148.7: Nothing to say here.

148.8: Good catch, this could be cleaned up (patch attached).

148.9: The cache context is based on user permissions, yes. But the full name should be user.roles.permissions (there's an issue about this). So then we'd end up with a function like testUserRolesPermissionContext. I'd rather keep it short, self-explanatory and independent of the cache context's internal name. That said, I don't care about this one that much. If people want to change it, that's fine.

148.10: The FileManagedUnitTestBase test could use some refactoring in createFile() to use something like $this->user->id() but other than that, its only vice is hard-coding a user ID. So that test doesn't need to be fixed here but in a separate issue. Using a db_query() in a test is the least of my concern right now. It's readable and easily picked up by a huge find-and-replace ticket when we're closer to 9.0.x. Feel free to fix it if you're really bothered by it, though.

148.11: Yup, completely agree. Some text clean-up will be needed but that's non-functional so can be done in a follow-up.

vaplas’s picture

Thanks for full answer @kristiaanvandeneynde. And sorry for delay with feedback:

147.1:
Yep. But we could:

  1. Сreate a parallel [meta] issue about the implicit use of user1 in the tests.
  2. Then open the issues for each problem test.
  3. After fixing all of them, somehow temp prevent the use user1 in test (example, via create two user in User::create, if the user/1 does not exist, or pre-creating the first user).

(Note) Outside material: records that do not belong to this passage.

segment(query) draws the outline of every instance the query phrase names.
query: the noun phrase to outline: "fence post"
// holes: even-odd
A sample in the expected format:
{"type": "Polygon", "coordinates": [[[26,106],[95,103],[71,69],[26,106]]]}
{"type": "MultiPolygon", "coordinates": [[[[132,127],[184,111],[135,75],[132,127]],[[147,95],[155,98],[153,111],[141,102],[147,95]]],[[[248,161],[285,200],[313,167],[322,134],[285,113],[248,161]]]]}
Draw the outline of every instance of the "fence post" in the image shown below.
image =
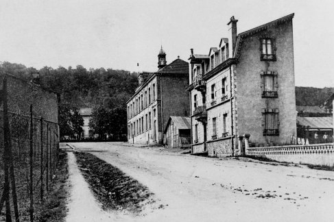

We do not need to remove any parts from this patch. Simply, after one of the associated issues is commited, remove part of it from here.
Pros:

  • Quick (i hope) fix problems with the check of permissions, which is now in our core tests.
  • Popularize the "user 1" problem.
  • Increase the synchronization between branches (if for some reason this issue is not comitted to both branches)
  • Simplify the study of the patch, because its size and area of change will decrease with each commit

Cons:

  • We need to expend energy on worries about this.

Of course, if someone from committers to say, that the fuss with the partition is not needed, I'll be glad!)

147.2: ok
147.3: I found only #94 and #95 with 'is-admin' word. I just wanted to draw attention to the fact that the:
before: 1 hash <-> 1 user (with uid 1),
after: 1 hash <-* many users (with admin roles)
But because isAdmin() always means all permissions. And saving the 'special hash' is necessary for BC (maybe, performance ). Ok. Sorry for noise.

148.1: Hah) looks really like this, but i want to point on

- access
+ access and post

This nit fix of comments after changed permissions:

-    $current_user->setAccount($this->createUser([], ['access comments']));
+    $current_user->setAccount($this->createUser([], ['access comments', 'post comments']));

148.2-11: Thank you for the explanations. Ok for me.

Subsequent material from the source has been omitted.